Islamic hand behind death of 17 US sailors and UK embassy bomb in Yemen
ADEN, Yemen, Oct 19 (AFP) - Islamic extremists were behind the suicide bombing of a US destroyer which killed 17 sailors and a grenade attack at the British embassy, Yemen has admitted.
With the United States not ruling out the hand of wanted terrorist Osama bin Laden, Yemeni President Ali Abdullah Saleh disclosed overnight that one of two of the suicide bombers was "bearded", the distinctive characteristic of Islamists in the region.
And he said a member of the hardline Islamic Jihad threw a grenade at the British mission in the capital Sanaa on Friday, a day after a huge explosion crippled the USS Cole in Aden bay.
"A Yemeni member of the (Islamic) Jihad was responsible for the attack on the British embassy in Sanaa and he has been arrested," he said.
The revelations came after Washington and London both insisted the attacks were terrorist in origin at a time of high tension in the Middle East when Israeli-Palestinians clashes were threatening to descend into all-out war.
"The two people responsible for the attack were killed in the explosion, and one of them had a beard and wore glasses," the president said in a interview. "He wore a beard," Saleh stressed.
"We have a photo of one of those responsible for the attack and according to his documents, he came from Hadramout (central Yemen) and was living in Lahj (southern Yemen)."
"We have recovered shreds of skin and bits of clothing belonging to the two people who made the attack, which are currently being analysed in laboratories," said Saleh.

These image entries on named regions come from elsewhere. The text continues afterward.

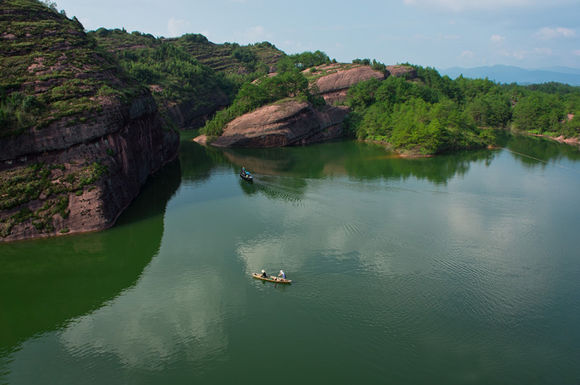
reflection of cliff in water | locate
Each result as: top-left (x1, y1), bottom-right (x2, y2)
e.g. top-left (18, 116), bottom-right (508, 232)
top-left (503, 135), bottom-right (580, 168)
top-left (224, 141), bottom-right (495, 184)
top-left (0, 158), bottom-right (180, 355)
top-left (179, 140), bottom-right (230, 182)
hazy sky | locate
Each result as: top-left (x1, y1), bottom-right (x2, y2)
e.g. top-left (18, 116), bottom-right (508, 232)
top-left (56, 0), bottom-right (580, 68)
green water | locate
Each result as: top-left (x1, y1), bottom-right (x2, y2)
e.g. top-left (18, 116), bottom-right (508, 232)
top-left (0, 134), bottom-right (580, 385)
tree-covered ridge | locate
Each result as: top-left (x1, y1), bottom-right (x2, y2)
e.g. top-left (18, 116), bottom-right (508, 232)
top-left (0, 0), bottom-right (142, 136)
top-left (89, 28), bottom-right (234, 112)
top-left (347, 66), bottom-right (580, 154)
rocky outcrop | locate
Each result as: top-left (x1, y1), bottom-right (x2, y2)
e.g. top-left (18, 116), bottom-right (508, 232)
top-left (314, 65), bottom-right (385, 104)
top-left (387, 64), bottom-right (417, 80)
top-left (0, 0), bottom-right (179, 242)
top-left (212, 100), bottom-right (348, 147)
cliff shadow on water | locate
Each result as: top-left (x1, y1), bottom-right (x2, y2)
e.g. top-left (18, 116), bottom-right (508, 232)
top-left (211, 141), bottom-right (497, 200)
top-left (0, 161), bottom-right (181, 357)
top-left (501, 135), bottom-right (580, 168)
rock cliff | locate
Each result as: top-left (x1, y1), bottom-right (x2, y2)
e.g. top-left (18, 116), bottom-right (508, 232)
top-left (0, 0), bottom-right (179, 241)
top-left (307, 64), bottom-right (385, 104)
top-left (212, 99), bottom-right (348, 147)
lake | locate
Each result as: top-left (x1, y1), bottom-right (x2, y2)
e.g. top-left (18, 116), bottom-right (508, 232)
top-left (0, 136), bottom-right (580, 385)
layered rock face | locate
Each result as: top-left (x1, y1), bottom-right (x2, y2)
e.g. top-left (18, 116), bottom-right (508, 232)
top-left (315, 66), bottom-right (385, 104)
top-left (212, 100), bottom-right (348, 147)
top-left (387, 64), bottom-right (417, 80)
top-left (0, 0), bottom-right (179, 241)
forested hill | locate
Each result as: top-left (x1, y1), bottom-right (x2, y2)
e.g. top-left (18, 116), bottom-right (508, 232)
top-left (89, 28), bottom-right (284, 129)
top-left (347, 66), bottom-right (580, 154)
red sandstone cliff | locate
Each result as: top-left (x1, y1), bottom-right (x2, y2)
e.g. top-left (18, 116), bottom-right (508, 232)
top-left (0, 0), bottom-right (179, 241)
top-left (307, 64), bottom-right (385, 104)
top-left (212, 100), bottom-right (347, 147)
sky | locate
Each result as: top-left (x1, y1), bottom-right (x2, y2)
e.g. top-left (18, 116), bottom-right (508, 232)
top-left (56, 0), bottom-right (580, 69)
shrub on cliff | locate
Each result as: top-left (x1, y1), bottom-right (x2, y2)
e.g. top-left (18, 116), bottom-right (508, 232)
top-left (202, 70), bottom-right (321, 136)
top-left (276, 51), bottom-right (331, 72)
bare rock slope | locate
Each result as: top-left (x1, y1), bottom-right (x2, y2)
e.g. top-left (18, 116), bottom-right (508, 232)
top-left (0, 0), bottom-right (179, 242)
top-left (315, 65), bottom-right (385, 104)
top-left (212, 99), bottom-right (348, 147)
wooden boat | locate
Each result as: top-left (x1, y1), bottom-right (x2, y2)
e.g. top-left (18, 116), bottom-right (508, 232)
top-left (240, 172), bottom-right (254, 182)
top-left (252, 273), bottom-right (292, 283)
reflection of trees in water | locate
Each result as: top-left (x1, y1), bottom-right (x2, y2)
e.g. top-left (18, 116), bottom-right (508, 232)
top-left (224, 141), bottom-right (495, 183)
top-left (504, 135), bottom-right (580, 168)
top-left (179, 141), bottom-right (230, 182)
top-left (0, 162), bottom-right (180, 355)
top-left (240, 175), bottom-right (308, 202)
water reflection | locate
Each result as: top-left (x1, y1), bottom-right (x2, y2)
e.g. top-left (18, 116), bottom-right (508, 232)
top-left (0, 158), bottom-right (181, 357)
top-left (502, 135), bottom-right (580, 168)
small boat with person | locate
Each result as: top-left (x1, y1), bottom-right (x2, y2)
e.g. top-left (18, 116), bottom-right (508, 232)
top-left (252, 270), bottom-right (292, 283)
top-left (240, 167), bottom-right (254, 182)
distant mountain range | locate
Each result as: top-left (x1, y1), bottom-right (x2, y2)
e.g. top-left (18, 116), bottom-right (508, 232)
top-left (439, 65), bottom-right (580, 86)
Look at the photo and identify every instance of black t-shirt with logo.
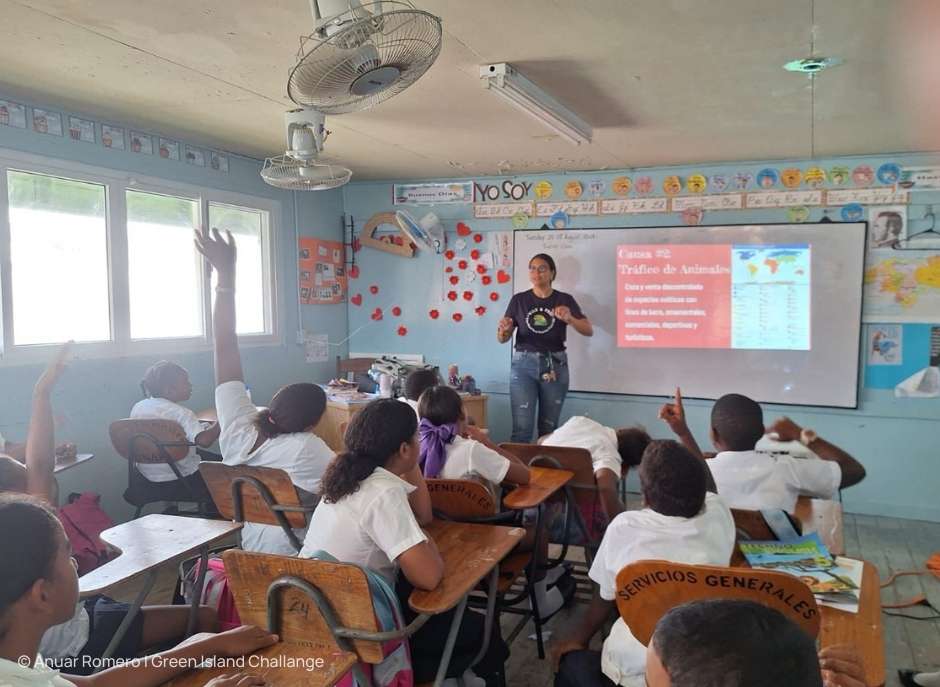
[505,289,584,353]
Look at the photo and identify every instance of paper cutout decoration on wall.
[297,238,346,305]
[565,181,584,200]
[685,174,708,193]
[708,174,728,193]
[663,174,682,196]
[780,167,803,188]
[840,203,865,222]
[803,167,826,188]
[359,212,415,258]
[532,179,554,200]
[878,162,901,186]
[852,165,875,186]
[757,167,778,188]
[610,177,633,196]
[829,165,851,186]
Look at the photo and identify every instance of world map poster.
[862,250,940,322]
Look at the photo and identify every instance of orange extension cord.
[881,553,940,620]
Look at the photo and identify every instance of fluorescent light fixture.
[480,62,594,145]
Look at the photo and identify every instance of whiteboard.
[513,222,867,408]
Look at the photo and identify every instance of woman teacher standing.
[496,253,594,443]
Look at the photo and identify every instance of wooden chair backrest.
[199,461,307,527]
[336,356,375,379]
[499,443,598,506]
[108,418,191,463]
[426,479,496,520]
[222,549,382,664]
[617,561,820,646]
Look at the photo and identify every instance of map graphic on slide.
[617,244,812,350]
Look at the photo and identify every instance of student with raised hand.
[660,394,865,513]
[0,494,277,687]
[130,360,219,503]
[552,441,736,687]
[418,385,529,494]
[300,399,508,684]
[0,341,72,503]
[648,599,866,687]
[196,229,334,556]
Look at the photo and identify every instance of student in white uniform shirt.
[539,415,650,534]
[196,229,334,556]
[131,360,219,503]
[552,441,735,687]
[398,370,441,421]
[0,494,277,687]
[300,399,509,684]
[660,390,865,513]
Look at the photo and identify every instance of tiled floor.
[114,514,940,687]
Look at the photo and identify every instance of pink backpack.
[59,491,114,575]
[183,557,242,631]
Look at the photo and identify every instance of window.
[209,203,273,334]
[126,191,205,339]
[7,170,111,345]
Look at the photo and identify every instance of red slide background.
[617,244,731,348]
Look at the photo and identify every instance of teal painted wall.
[344,155,940,521]
[0,95,347,519]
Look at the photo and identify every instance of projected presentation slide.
[617,244,812,351]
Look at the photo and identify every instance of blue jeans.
[509,351,568,443]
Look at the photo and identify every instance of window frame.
[0,148,283,367]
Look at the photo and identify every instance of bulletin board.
[297,238,347,305]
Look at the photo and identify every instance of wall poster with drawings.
[297,238,347,305]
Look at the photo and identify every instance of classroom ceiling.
[0,0,916,179]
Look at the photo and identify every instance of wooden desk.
[819,561,885,687]
[313,394,489,453]
[503,467,574,510]
[53,453,95,475]
[408,520,525,687]
[78,513,242,658]
[794,496,845,556]
[408,520,525,615]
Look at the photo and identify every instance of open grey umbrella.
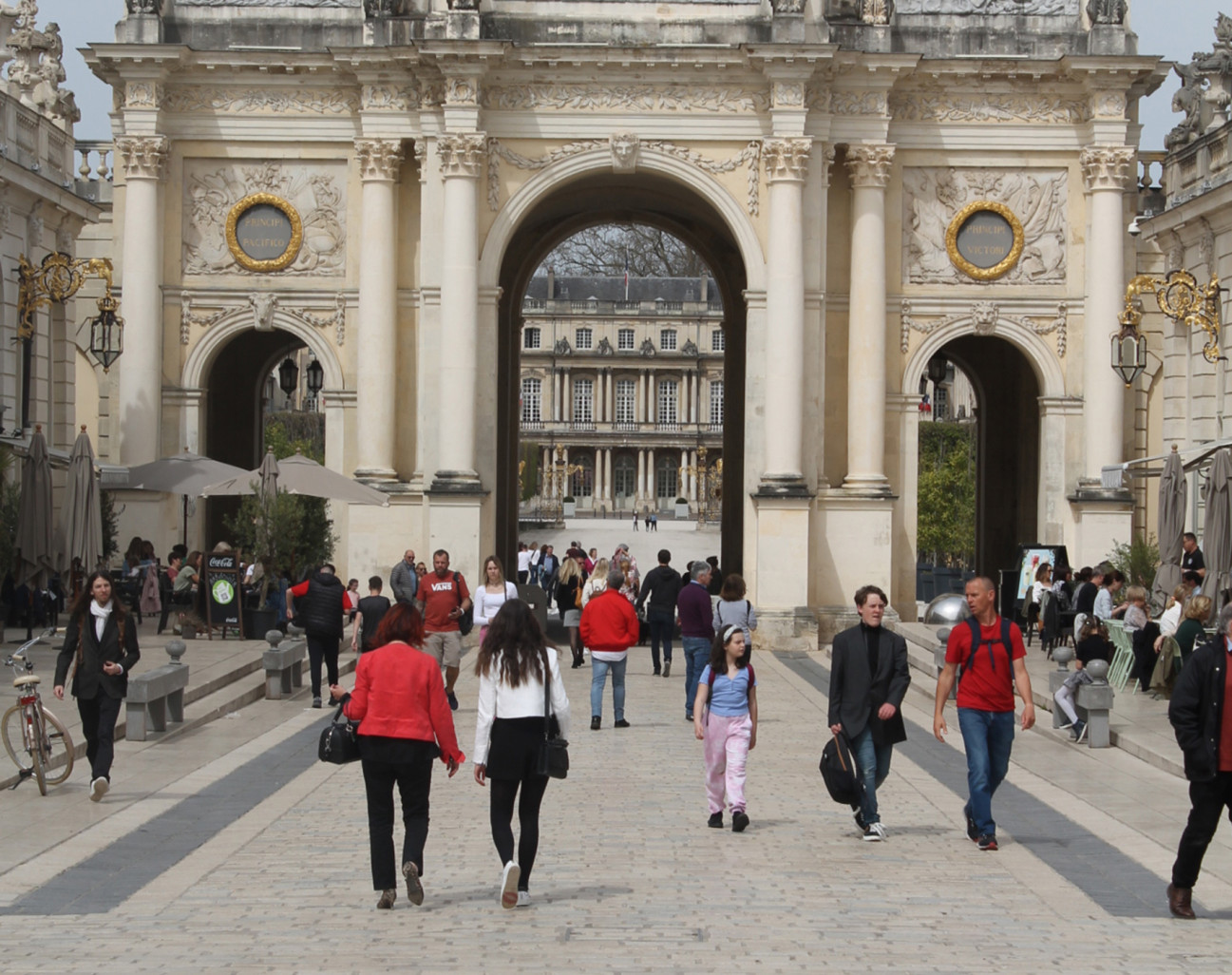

"The powder used in the attack can only be found in the United States, in Israel and in two Arab countries, but I would rather not name them," he added.
A fibre glass boat had been used for the attack, he said.
"The boat came from Houdaidah (a port in western Yemen), the car that carried the boat belonged to a Yemeni who later sold it to a Somali and so far we have not been able to find it," he continued.
The explosion killed 17 and wounded 38 on board the guided missile destroyer which was preparing to take on fuel in the port. The bodies of eight sailors were flown home overnight, a US military official said Thursday.
The involvement of bin Laden is one of the possibilities that United States has under consideration, according to Greg Sullivan, deputy media director at the State Department.
"Given his methods of operation, the fact that he has targeted US facilities in the past, and has threatened to do so again, we can't rule him out," Sullivan said.
The authorities in Afghanistan, where bin Laden has found shelter, have ruled out any role by the Saudi dissident in the attacks in Yemen, from where his family originates.
The FBI's New York office, with experience in investigating terrorism including acts linked to bin Laden, is supervising the probe into bombing and has dispatched one its most experienced counter-terrorism investigators.
The same team has headed the investigation into bin Laden as the suspected mastermind behind the bombings of two US embassies in East Africa that killed more than 200 people.
Yemen's 26 November newspaper called Thursday for "joint internationl efforts to combat terrorism ... and to confront terrorists to bring them to justice."
The Arabian peninsula country has been rocked periodically by Islamist violence, including the kidnapping of foreigners.
Several hundred extremists are believed to be active in isolated, mountainous areas of Yemen, many of them veterans of the Afghan war, among whom bin Laden has a strong influence.